Si cela se confirme, elle connaîtra dès le troisième trimestre 2008 une récession qui se traduit techniquement par deux trimestres consécutifs de recul du PIB, et ce pour la première fois depuis sa création en 1999.

Sur l'ensemble de 2008, la Commission européenne prévoit une croissance de la zone euro de 1,2%, contre 1,3% dans ses précédents pronostics.
Elle table ensuite sur un très net ralentissement de la croissance à 0,1% en 2009 soit, si cela se confirme, la pire performance de la zone euro depuis sa création. En 2010, la situation devrait s'améliorer avec 0,9% de croissance.
Bruxelles prévoit en 2009 une croissance nulle en Allemagne, en France et en Italie, et en recul au Royaume-Uni (-1,0%) et en Espagne (-0,2%).
De son côté, l'indice des directeurs d'achat (PMI) pour le secteur manufacturier en octobre est tombé à 41,1 points, sa plus forte baisse mensuelle et son plus bas niveau depuis sa création.
Chris Williamson, chef économiste de la société Markit, qui publie l'indice, a prédit "de nouvelles baisses de la production et de l'emploi pour les prochains mois".
Par ailleurs, les immatriculations de voitures neuves en Espagne ont chuté de 40% en octobre, et les ventes de véhicules ont baissé de 7,3% en France.
Un mois d'octobre qui a été catastrophique pour les Bourses du monde entier, qui ont perdu la somme record de 5.790 milliards de dollars, a rappelé l'agence de notation Standard & Poor's.

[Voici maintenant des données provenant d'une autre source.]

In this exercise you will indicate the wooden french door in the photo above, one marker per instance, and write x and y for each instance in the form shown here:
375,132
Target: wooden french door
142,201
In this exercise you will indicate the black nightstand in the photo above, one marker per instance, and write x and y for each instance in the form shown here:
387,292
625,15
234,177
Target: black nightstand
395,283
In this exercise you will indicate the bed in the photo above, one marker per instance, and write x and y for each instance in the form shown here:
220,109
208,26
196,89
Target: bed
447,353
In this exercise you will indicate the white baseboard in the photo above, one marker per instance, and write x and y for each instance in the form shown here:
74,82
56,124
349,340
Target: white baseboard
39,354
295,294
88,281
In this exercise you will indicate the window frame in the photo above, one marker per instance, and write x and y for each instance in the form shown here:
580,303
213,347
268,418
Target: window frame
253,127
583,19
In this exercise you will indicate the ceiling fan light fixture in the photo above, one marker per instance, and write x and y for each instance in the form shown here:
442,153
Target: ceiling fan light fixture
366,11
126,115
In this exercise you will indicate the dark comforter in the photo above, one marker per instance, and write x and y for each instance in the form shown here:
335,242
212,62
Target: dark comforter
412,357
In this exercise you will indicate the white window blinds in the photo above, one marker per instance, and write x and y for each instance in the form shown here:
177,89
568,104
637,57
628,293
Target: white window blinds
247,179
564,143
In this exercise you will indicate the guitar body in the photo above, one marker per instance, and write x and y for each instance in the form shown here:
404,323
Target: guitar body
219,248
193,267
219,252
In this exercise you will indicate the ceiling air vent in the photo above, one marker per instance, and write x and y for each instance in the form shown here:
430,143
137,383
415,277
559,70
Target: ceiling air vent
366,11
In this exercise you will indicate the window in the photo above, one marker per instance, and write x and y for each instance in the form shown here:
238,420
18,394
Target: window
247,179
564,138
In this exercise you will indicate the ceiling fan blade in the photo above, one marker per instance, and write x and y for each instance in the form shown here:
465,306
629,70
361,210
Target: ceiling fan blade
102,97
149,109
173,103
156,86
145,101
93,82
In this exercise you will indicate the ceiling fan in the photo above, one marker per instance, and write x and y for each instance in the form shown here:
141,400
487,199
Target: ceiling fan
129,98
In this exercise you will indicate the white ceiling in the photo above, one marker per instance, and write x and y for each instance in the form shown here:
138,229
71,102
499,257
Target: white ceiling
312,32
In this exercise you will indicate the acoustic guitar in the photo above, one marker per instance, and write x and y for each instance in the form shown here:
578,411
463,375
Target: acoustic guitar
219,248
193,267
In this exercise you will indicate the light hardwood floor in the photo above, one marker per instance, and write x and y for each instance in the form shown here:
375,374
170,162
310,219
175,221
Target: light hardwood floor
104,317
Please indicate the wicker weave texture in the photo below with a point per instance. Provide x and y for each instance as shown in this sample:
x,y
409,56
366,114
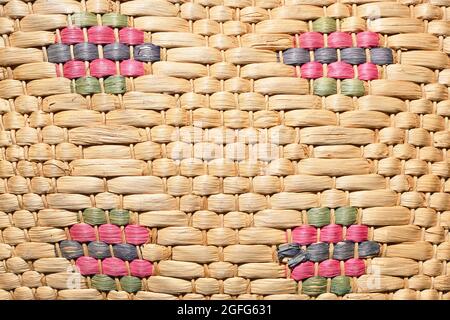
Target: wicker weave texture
x,y
169,149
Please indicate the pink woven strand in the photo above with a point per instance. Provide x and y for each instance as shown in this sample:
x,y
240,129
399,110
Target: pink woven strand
x,y
311,70
304,235
110,233
141,268
367,39
114,267
131,36
331,233
339,40
72,35
340,70
82,232
132,68
311,40
303,271
87,265
357,233
102,68
367,71
329,268
58,71
354,267
136,234
74,69
101,35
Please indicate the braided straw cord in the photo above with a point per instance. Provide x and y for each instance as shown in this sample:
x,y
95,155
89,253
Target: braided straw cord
x,y
170,149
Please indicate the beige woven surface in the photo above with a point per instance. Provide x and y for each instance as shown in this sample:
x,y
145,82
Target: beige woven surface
x,y
219,149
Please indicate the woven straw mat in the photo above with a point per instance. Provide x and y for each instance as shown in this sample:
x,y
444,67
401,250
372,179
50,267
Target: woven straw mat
x,y
224,149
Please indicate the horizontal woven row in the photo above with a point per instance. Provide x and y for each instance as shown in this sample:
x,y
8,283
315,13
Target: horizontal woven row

Les grands argentiers du G20 se retrouveront à Sao Paulo samedi, dans la perspective du sommet du 15 novembre à Washington, qui se donne pour objectif de réformer le système financier international.
La Maison Blanche a cependant minimisé les espoirs liés à ce sommet. "Je ne pense (...) pas que quiconque doive escompter que nous nous séparions la semaine prochaine et que tout soit réglé", a prévenu la porte-parole du président George W. Bush.
En Allemagne, Commerzbank va devenir la première grande banque privée du pays à se faire recapitaliser par l'Etat, à hauteur de 8,2 milliards d'euros, après avoir accepté lundi le plan d'aide gouvernemental.
L'Etat autrichien a quant à lui acquis, pour deux euros symboliques, 99,78% de la banque Kommunalkredit Austria. Premier établissement nationalisé du pays, il sera recapitalisé à hauteur d'au moins 100 millions d'euros par l'Etat.
La Norvège a de son côté proposé un prêt de 500 millions d'euros à l'Islande, dont le système financier s'est effondré. Le pays nordique s'apprête déjà à recevoir 2 milliards de dollars (1,6 milliard d'euros) du Fonds monétaire international.
Le FMI proposera également des prêts au Kirghizstan et au Malawi.